For investors who have been around the block a time or two, stock market corrections are a fact of life. The broader market mounts a pullback of between 10% and 20% every 16 months, on average, before ascending to new heights. A bear market that results in a decline of 20% or more happens less frequently (once every seven years or so).
On this clip from Motley Fool Live recorded on Feb. 12, "The Wrap" host Jason Hall and Fool.com contributor Danny Vena discuss why investors with the proper time horizon shouldn't fear a downturn.
Jason Hall: Danny Vena, I think this is a good one for you to talk about here. Chichi's question: "Is the never-ending hot streak make anyone else nervous?" The music always stops, right?
Danny Vena: I was actually looking at this question, thinking maybe I should volunteer for this one. In fact that you brought it up, great minds think alike.
I'll tell you that right now that it does not make me nervous. But the reason it doesn't make me nervous is because I have a long-term investing time horizon.
So stocks might be growing out of control, we might be getting high valuations. We might be due for a correction sometime soon. We might get a 10%, we might get a 20%. But the fact of the matter is that that is just a normal part of investing. It happens. Those 10% corrections happen almost every year like clockwork. So it's not something that concerns me because eventually, you're going to have reversion to the mean, and the stocks that have run a little bit ahead of themselves are going to pull back a little.
But over the long term, the stock market is going to grow more over the long term. I'll let Jason finish this thought with one of his favorite quotes, but let me just say that this is not a problem.
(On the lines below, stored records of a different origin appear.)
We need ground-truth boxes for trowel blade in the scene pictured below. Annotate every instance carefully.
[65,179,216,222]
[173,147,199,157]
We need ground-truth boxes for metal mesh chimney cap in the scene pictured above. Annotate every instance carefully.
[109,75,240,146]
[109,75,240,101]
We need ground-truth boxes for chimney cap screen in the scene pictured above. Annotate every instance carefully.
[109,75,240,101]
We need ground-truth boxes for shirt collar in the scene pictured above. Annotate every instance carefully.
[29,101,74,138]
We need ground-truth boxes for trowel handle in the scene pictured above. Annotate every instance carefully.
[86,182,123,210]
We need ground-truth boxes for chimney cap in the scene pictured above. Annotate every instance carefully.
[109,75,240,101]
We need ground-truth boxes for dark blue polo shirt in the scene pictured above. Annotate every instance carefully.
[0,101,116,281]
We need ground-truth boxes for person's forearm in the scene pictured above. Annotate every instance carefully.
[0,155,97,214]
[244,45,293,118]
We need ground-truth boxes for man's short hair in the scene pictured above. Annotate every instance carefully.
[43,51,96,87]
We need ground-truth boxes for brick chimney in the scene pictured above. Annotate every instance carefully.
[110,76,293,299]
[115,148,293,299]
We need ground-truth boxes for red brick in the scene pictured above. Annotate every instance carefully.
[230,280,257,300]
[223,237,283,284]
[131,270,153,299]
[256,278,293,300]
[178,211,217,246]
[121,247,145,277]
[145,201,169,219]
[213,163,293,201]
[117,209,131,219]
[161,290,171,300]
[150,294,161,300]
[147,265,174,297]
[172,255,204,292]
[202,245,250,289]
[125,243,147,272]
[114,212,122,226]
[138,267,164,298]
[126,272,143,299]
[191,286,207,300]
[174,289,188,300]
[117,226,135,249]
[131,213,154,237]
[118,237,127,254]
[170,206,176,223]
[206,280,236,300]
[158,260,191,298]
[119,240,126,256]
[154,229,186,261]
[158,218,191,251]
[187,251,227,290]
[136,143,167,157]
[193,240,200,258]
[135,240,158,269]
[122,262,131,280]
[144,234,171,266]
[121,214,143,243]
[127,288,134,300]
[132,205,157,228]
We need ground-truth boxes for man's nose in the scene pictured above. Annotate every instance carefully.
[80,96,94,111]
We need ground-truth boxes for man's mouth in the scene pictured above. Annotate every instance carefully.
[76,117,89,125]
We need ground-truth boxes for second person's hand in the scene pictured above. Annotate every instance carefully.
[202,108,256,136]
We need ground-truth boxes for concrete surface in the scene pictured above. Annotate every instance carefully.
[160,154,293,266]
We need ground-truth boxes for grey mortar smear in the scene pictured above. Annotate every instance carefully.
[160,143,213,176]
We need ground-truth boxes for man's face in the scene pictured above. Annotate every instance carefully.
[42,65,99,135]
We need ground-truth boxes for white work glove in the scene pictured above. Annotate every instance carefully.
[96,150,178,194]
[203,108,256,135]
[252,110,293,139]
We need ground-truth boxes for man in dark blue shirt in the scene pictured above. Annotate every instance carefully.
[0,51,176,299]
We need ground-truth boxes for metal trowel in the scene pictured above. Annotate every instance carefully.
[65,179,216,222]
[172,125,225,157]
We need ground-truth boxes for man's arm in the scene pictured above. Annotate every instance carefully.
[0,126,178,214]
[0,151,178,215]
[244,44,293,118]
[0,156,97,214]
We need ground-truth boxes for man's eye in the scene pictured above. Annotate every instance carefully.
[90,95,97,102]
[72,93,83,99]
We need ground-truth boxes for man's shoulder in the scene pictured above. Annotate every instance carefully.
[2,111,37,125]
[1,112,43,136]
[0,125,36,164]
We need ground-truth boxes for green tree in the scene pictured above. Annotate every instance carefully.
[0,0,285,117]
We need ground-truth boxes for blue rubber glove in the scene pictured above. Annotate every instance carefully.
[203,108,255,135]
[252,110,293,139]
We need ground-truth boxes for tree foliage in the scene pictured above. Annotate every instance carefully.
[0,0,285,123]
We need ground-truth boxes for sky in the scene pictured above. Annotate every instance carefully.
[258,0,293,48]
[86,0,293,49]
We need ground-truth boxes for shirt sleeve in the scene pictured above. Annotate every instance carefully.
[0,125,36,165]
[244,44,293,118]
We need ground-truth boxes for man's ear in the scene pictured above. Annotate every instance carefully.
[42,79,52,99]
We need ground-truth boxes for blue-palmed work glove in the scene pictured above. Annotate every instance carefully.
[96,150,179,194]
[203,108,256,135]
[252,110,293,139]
If you have money in the stock market that you need some time in the next couple or three years, then it might be a problem. But as long as you have an emergency fund set aside, you're putting money in the market that you don't need in the next 3 to 5 years, just ride out these little dips when they happen because over the long term, you will be glad you did.
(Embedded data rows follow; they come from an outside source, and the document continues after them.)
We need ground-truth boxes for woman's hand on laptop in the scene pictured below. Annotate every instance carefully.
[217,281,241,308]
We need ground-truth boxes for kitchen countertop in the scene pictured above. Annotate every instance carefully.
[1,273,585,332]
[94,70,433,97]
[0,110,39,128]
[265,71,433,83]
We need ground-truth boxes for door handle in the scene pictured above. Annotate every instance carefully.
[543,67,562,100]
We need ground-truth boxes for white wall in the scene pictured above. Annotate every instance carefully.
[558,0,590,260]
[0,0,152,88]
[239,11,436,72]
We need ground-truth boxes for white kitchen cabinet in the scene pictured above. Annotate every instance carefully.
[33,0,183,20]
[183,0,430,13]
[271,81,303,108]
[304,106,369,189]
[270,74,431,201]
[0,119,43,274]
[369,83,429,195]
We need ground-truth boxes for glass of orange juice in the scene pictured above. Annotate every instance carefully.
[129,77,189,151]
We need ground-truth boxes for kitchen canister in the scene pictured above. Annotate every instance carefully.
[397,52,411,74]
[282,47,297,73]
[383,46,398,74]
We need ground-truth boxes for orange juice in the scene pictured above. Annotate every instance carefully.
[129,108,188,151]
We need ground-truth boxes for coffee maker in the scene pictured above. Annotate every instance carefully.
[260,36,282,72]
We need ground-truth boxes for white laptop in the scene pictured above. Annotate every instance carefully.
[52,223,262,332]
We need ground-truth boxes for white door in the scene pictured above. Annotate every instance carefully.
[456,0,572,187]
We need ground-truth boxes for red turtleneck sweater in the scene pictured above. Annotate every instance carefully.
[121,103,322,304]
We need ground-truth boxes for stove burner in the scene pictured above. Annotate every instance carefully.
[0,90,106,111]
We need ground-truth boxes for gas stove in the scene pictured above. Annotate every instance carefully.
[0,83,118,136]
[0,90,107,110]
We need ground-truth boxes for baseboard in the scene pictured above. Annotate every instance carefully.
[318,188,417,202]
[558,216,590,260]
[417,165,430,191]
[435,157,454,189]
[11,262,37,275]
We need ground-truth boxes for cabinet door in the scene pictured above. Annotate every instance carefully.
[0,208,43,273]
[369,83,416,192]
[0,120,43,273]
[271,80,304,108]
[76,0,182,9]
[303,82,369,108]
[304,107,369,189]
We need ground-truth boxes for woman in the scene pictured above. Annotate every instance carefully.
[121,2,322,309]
Jason Hall: As Peter Lynch has said, "More money has been lost by people waiting for the next downturn than all of the market's downturns in history have generated." As David Gardner says, "The market goes up two thirds of the time." Time in the market is our hedge. As Danny said, "Manage your exposure to your financial needs." If short-term volatility risks your ability to meet your needs, pay your bills, then you have money in the market that shouldn't be in the market. Again, it's short-term volatility. That short-term volatility is what drives your long-term gains. Danny, thank you, sir. I appreciate that.